What is the story behind your latest designs/collection?
Right now, we are predominately creating one off pieces, that are inspired by the new homes they will go in.
When we have some time to work on new pieces for our collection, we will be looking to blur the lines of sophistication and playfulness. Life can be all too serious at times and we believe a home should be a respite and an escape. We want to infuse things that provoke child like wonder, even if it’s only for adults. The words”playfulness” and “warmth” keep circulating in our minds.
When designing who is the person you have in mind?
George Nakishima’s designs have been floating around in our heads a bit. We love the way he played with proportions and mixed organic forms with geometric shapes.
What has been the most challenging thing when starting your own brand?
Getting to the point where we can design custom pieces that are within our own style profile. When we started out, we didn’t want to turn any jobs down, so we often found ourselves working on designs that we couldn’t really sink our hearts in to. Those jobs definitely taught us a few things as makers and pushed us further, which was awesome. However, over time we’ve been so lucky to earn the support of local customers who we are in line with, stylistically. This allows us to share more of what we are making so that we can present ourselves with a more defined aesthetic.
What is the most important thing you have learned about design and yourself since then?

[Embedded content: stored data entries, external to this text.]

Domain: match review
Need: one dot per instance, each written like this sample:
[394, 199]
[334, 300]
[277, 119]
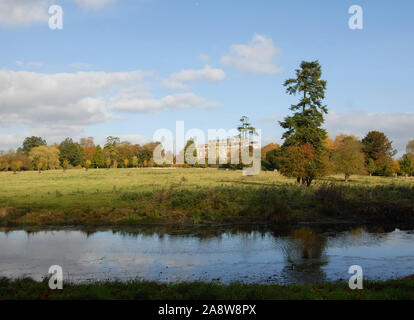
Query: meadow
[195, 195]
[27, 289]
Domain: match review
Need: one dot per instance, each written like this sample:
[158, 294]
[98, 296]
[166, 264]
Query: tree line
[306, 154]
[35, 154]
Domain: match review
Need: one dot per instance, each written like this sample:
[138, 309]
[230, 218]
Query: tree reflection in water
[304, 251]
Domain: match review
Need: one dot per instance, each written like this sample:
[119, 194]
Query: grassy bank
[143, 290]
[136, 196]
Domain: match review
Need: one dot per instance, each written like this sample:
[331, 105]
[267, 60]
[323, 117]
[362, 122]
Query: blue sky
[130, 67]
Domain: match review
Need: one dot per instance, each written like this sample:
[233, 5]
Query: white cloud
[23, 12]
[80, 65]
[63, 100]
[135, 138]
[180, 79]
[255, 57]
[203, 57]
[134, 104]
[398, 126]
[94, 4]
[30, 64]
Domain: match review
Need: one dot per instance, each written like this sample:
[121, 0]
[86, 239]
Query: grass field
[130, 196]
[25, 289]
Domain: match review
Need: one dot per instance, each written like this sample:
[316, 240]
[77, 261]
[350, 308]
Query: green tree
[45, 157]
[407, 165]
[410, 147]
[378, 148]
[65, 165]
[88, 164]
[98, 159]
[348, 157]
[71, 151]
[371, 167]
[304, 127]
[32, 142]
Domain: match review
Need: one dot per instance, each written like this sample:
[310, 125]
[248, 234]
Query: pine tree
[303, 128]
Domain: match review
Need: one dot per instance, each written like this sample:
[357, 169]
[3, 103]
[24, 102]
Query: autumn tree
[347, 156]
[378, 150]
[98, 159]
[300, 162]
[71, 151]
[45, 157]
[410, 147]
[304, 128]
[88, 164]
[32, 142]
[407, 164]
[267, 149]
[88, 147]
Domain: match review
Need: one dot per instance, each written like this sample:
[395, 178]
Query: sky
[127, 68]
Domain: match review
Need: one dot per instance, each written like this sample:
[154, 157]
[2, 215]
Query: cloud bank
[180, 79]
[255, 57]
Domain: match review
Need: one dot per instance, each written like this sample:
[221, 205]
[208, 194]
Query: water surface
[226, 254]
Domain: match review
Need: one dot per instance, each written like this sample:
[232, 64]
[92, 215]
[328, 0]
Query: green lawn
[402, 289]
[129, 196]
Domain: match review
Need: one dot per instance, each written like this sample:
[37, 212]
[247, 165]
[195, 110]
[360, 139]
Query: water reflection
[304, 251]
[225, 253]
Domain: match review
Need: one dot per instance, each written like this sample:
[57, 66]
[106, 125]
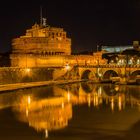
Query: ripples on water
[75, 111]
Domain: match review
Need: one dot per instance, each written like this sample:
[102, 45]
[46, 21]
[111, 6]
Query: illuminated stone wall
[43, 40]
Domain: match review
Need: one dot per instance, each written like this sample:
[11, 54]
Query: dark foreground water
[82, 111]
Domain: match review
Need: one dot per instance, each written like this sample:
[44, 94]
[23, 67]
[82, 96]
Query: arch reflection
[44, 115]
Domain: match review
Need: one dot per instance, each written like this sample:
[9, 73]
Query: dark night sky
[87, 22]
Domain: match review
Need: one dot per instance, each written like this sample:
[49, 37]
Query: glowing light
[67, 67]
[29, 100]
[112, 104]
[68, 96]
[120, 103]
[27, 70]
[62, 105]
[89, 100]
[46, 133]
[27, 112]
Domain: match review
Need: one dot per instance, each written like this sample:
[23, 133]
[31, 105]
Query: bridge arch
[87, 87]
[87, 74]
[110, 73]
[134, 74]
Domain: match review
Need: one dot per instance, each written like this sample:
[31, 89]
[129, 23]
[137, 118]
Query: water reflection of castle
[54, 112]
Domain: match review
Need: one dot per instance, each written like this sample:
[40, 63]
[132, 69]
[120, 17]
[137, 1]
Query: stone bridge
[108, 72]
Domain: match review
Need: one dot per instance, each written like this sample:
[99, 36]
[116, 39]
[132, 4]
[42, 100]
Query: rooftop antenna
[40, 15]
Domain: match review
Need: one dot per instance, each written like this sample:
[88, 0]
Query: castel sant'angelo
[43, 45]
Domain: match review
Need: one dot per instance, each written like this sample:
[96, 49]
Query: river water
[82, 111]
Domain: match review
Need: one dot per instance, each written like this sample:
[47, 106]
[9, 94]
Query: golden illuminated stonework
[43, 40]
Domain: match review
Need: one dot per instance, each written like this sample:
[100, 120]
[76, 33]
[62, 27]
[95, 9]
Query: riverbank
[10, 87]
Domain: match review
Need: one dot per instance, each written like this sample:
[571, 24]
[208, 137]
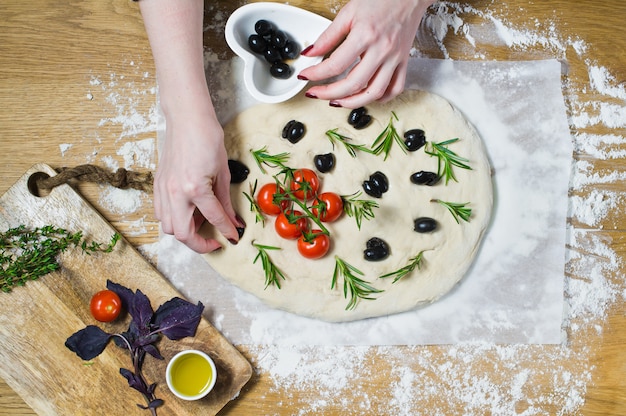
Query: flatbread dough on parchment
[448, 252]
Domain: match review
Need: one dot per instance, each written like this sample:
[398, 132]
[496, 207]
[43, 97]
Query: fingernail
[306, 50]
[240, 220]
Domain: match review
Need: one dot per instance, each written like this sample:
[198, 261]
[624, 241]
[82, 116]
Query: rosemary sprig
[261, 157]
[272, 273]
[457, 209]
[27, 254]
[352, 148]
[447, 159]
[352, 283]
[402, 272]
[359, 209]
[385, 140]
[254, 206]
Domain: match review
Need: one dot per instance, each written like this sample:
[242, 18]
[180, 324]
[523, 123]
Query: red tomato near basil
[265, 198]
[316, 247]
[290, 229]
[328, 206]
[105, 306]
[305, 180]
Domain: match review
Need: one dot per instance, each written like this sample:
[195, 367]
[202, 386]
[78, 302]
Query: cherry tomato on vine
[105, 306]
[331, 206]
[265, 198]
[305, 180]
[316, 248]
[290, 230]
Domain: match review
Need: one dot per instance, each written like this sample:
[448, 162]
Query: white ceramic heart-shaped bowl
[302, 26]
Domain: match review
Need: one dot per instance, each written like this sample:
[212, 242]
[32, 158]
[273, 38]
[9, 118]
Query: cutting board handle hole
[33, 188]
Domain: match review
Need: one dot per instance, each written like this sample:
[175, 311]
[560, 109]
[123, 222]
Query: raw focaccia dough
[448, 251]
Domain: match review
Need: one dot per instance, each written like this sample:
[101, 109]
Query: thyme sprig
[352, 148]
[262, 157]
[27, 254]
[359, 209]
[457, 209]
[254, 206]
[446, 159]
[414, 262]
[272, 273]
[385, 140]
[353, 285]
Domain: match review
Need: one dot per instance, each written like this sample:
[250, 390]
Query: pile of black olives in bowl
[275, 46]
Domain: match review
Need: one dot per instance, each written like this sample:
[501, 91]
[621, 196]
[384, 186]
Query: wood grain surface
[68, 68]
[44, 313]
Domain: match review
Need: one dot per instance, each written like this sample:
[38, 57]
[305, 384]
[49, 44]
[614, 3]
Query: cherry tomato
[290, 230]
[305, 180]
[105, 306]
[331, 206]
[265, 199]
[316, 248]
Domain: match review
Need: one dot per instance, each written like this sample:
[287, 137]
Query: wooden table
[72, 74]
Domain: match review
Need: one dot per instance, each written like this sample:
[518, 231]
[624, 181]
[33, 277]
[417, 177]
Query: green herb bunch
[27, 254]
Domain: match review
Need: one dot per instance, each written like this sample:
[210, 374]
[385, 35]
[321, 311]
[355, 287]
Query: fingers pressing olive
[238, 171]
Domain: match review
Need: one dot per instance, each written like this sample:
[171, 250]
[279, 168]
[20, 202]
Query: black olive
[291, 50]
[363, 122]
[272, 55]
[371, 189]
[376, 249]
[293, 131]
[324, 163]
[424, 225]
[355, 115]
[257, 44]
[414, 139]
[280, 70]
[278, 39]
[263, 27]
[380, 181]
[425, 178]
[238, 171]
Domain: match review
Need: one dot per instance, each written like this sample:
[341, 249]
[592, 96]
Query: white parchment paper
[514, 291]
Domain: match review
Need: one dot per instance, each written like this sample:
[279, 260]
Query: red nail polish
[306, 50]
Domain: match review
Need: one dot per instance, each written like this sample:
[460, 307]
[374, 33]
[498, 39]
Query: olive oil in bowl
[191, 374]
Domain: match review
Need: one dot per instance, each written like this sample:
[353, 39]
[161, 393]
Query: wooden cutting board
[36, 319]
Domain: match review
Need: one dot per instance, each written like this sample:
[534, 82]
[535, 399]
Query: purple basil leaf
[141, 311]
[178, 318]
[134, 381]
[89, 342]
[126, 295]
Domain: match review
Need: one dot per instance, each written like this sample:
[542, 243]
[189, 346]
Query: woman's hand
[376, 37]
[192, 183]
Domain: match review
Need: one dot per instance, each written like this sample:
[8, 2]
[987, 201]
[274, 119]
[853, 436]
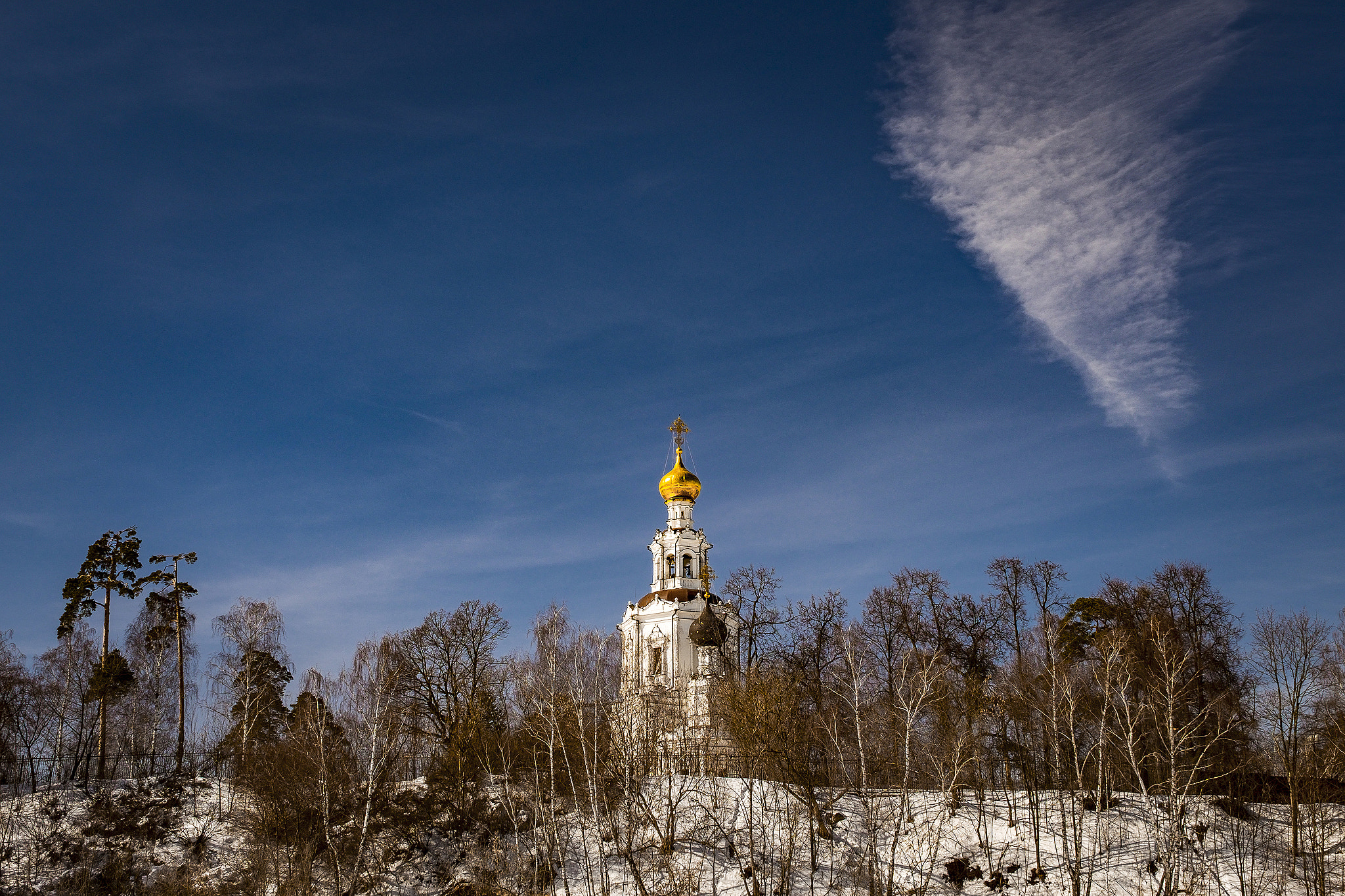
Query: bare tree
[250, 672]
[753, 593]
[1289, 653]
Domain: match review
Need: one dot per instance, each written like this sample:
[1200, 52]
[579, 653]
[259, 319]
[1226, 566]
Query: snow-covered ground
[728, 837]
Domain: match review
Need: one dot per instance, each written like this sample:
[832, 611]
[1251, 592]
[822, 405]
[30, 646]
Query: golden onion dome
[680, 482]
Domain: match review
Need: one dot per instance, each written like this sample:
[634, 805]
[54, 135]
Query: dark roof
[708, 630]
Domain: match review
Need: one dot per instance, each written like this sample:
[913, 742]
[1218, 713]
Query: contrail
[1044, 132]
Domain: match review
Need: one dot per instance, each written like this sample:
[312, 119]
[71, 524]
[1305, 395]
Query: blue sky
[385, 309]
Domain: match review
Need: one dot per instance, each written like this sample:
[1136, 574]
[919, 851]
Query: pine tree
[177, 622]
[109, 566]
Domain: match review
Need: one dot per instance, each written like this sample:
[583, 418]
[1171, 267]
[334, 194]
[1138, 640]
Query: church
[678, 643]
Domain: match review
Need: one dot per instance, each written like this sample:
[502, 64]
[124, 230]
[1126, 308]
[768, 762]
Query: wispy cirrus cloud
[1044, 132]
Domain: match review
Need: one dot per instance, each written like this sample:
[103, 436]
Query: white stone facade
[666, 679]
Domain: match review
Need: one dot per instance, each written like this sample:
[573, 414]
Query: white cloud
[1046, 135]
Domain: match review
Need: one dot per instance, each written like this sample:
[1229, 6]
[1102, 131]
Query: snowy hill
[684, 834]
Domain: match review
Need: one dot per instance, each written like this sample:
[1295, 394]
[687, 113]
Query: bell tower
[680, 551]
[678, 639]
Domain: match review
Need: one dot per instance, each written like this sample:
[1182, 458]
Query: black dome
[708, 630]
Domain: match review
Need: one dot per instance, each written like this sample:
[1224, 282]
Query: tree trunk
[182, 677]
[102, 699]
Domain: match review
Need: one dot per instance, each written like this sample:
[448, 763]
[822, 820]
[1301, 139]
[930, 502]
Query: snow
[732, 837]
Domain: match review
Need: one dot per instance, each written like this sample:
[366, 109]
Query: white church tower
[677, 641]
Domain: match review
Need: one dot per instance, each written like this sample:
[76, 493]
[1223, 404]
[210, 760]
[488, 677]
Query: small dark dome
[708, 630]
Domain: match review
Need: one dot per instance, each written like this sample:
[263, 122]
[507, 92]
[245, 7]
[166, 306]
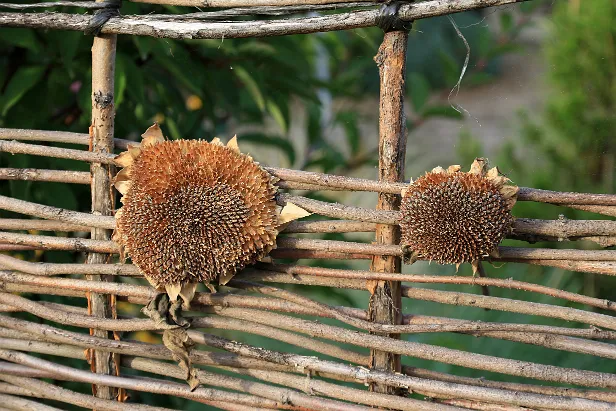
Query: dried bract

That process allowed us to solidify our style and become a bit more confident, now that we know that people appreciate it. There’s a lot of self doubt and internal negative dialogue that can happen as creatives and as entrepreneurs, so we think it is important to recognize when something is working and to celebrate that.
Who are some of your biggest inspirations?
We try to surround ourselves with people who are makers and entrepreneurs. When we see the people around us (who experience similar challenges and burdens) succeed and remain resilient, it gives us a lot of energy and reason for continuing to stay dedicated and keep pushing through.
What would be your one piece of advice to anyone embarking into the design business?
Seek community within the industry and celebrate one another. It helps you to recharge and heal that feeling of isolation that inevitably occurs.
We want to say thank you to all of the designers, retailers and homeowners who continue to look to us. We feel really lucky to be surrounded by people who value design, craft and quality.